Le 21 jan 2011 le vice-premier ministre turc, Bulent Arinc, est revenu sur la question du statut du patriarcat oecuménique lors d'un entretien qu'il a accordé, à Ankara, au quotidien turc en langue anglaise Today's Zaman (interview publiée dans l'édition datée du 19 janvier). Il a souligné que, pour le gouvernement turc, aujourd'hui comme hier, il n'était pas possible de reconnaître le statut de personne morale au patriarcat oecuménique. " L'institution représentée par le patriarche grec orthodoxe Bartholomée Ier n'a pas de personnalité légale selon la législation turque actuelle ", a-t-il dit, avant d'ajouter : " mais elle existe ". C'est pourquoi, a-t-il poursuivi, " nous sommes en train de réfléchir à un arrangement qui permette de reconnaître l'existence du patriarcat, sans pour autant lui donner de personnalité morale, dans le respect du Traité de Lausanne et de nos lois ". Il a souligné que le même problème se posait pour la communauté catholique de Turquie et que le gouvernement d'Ankara avait été récemment interpellé à ce sujet par le pape de Rome Benoît XVI. " Pour l'instant, il n'est pas possible pour nous d'aller aux devants de la demande du Vatican qui réclame un statut de personne morale pour l'Eglise catholique en Turquie ", a-t-il affirmé.
" Nous devons nous débarrasser des peurs, des illusions et des préjugés. Le fait est que les différentes communautés religieuses de Turquie devraient être en mesure de vivre librement et paisiblement et que leurs demandes justifiées devraient être satisfaites. C'est là l'approche et la décision de l'AKP [le Parti de la justice et du développement, issu de la mouvance islamiste et qui est actuellement au pouvoir], même si certains responsables politiques trouvent une telle approche dangereuse ", a encore déclaré Bulent Arinc,. " Nous ferons tout ce qu'il faut conformément à la loi. Par ailleurs, si certains textes de lois sont insuffisants pour satisfaire ces demandes, nous prendrons les dispositions nécessaires parce qu'il s'agit de question de droits, et nous sommes très prudents en la matière ". Le vice-premier ministre turc a aussi affirmé que le gouvernement d'Ankara continuait à chercher une solution pour lever les obstacles légaux qui jusqu'à présent empêchent la réouverture de l'Institut de théologie de Halki.

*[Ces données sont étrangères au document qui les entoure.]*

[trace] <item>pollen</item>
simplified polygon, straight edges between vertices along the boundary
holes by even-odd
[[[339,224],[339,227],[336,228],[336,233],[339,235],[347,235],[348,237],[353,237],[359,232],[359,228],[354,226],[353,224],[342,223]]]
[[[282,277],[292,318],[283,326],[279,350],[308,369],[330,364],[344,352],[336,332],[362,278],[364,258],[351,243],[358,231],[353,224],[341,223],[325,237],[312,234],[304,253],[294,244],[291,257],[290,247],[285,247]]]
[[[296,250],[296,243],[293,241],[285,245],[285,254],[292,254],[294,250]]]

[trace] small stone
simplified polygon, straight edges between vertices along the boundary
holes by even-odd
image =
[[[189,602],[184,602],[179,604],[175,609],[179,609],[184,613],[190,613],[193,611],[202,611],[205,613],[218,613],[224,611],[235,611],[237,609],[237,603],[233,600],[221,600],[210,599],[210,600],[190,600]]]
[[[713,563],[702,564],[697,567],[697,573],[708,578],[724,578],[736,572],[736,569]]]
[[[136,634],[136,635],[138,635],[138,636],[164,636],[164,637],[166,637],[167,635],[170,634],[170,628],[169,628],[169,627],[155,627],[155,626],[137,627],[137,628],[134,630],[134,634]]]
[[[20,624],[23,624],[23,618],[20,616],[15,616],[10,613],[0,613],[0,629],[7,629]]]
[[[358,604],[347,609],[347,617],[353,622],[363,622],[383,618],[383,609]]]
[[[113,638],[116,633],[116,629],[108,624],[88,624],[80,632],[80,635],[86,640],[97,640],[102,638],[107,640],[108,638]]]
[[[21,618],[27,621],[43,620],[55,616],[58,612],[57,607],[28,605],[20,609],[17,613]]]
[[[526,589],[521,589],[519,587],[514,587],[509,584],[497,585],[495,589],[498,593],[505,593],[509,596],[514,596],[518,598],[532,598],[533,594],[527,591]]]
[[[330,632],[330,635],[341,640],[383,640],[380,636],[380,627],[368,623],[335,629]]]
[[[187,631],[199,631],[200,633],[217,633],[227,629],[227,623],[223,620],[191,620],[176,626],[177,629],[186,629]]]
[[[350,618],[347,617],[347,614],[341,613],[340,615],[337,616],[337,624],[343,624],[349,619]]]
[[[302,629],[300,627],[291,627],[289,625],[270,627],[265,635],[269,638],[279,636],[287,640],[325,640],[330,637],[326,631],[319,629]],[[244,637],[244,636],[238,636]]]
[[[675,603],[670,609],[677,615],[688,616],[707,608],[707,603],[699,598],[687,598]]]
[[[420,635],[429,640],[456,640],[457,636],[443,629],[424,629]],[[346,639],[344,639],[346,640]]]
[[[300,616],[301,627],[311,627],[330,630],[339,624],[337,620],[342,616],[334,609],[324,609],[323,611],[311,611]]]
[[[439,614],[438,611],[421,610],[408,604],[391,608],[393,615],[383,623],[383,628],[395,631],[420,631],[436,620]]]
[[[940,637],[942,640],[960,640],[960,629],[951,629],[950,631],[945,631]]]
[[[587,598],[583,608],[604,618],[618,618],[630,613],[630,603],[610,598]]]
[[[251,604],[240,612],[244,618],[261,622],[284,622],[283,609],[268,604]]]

Fondé en 1844 dans les locaux du monastère de la Sainte-Trinité, sur une île proche d'Istanbul, l'Institut de théologie de Halki a été fermé sur ordre des autorités turques en 1971. Au cours des douze dernières années, le patriarche Bartholomée Ier est intervenu à plusieurs reprises pour demander sa réouverture, indispensable pour former les clercs et les théologiens dont le patriarcat a besoin. Sporadiquement, le gouvernement turc laisse entendre qu'il pourrait accéder à cette demande, sans que rien de concret ne se soit produit jusqu'à présent. La réouverture de l'Institut a également été inscrite sur la liste des exigences de l'Union européenne préalables à l'ouverture de négociations avec Ankara, en vue d'une adhésion de la Turquie à l'Union.
Par ailleurs, les officiels turcs invoquent régulièrement le Traité de Lausanne pour justifier leur point de vue selon lequel le patriarcat de Constantinople n'est qu'une simple institution turque et son primat n'est que le représentant de la minorité grecque d'Istanbul, auquel il refuse de reconnaître le titre de " patriarche oecuménique ". Signé par le gouvernement de Kemal Atatürk en 1923 après le drame d'Asie mineure et la fondation de la Turquie moderne, le Traité de Lausanne reconnaît les droits des minorités religieuses en Turquie, notamment dans son article 40 qui stipule : " Les ressortissants turcs appartenant à des minorités non musulmanes jouiront du même traitement et des mêmes garanties en droit et en fait que les autres ressortissants turcs. Ils auront notamment un droit égal à créer, diriger et contrôler toutes institutions charitables, religieuses ou sociales, toutes écoles et autres établissements d'enseignement et d'éducation, avec le droit d'y faire librement usage de leur propre langue et d'y exercer librement leur religion ".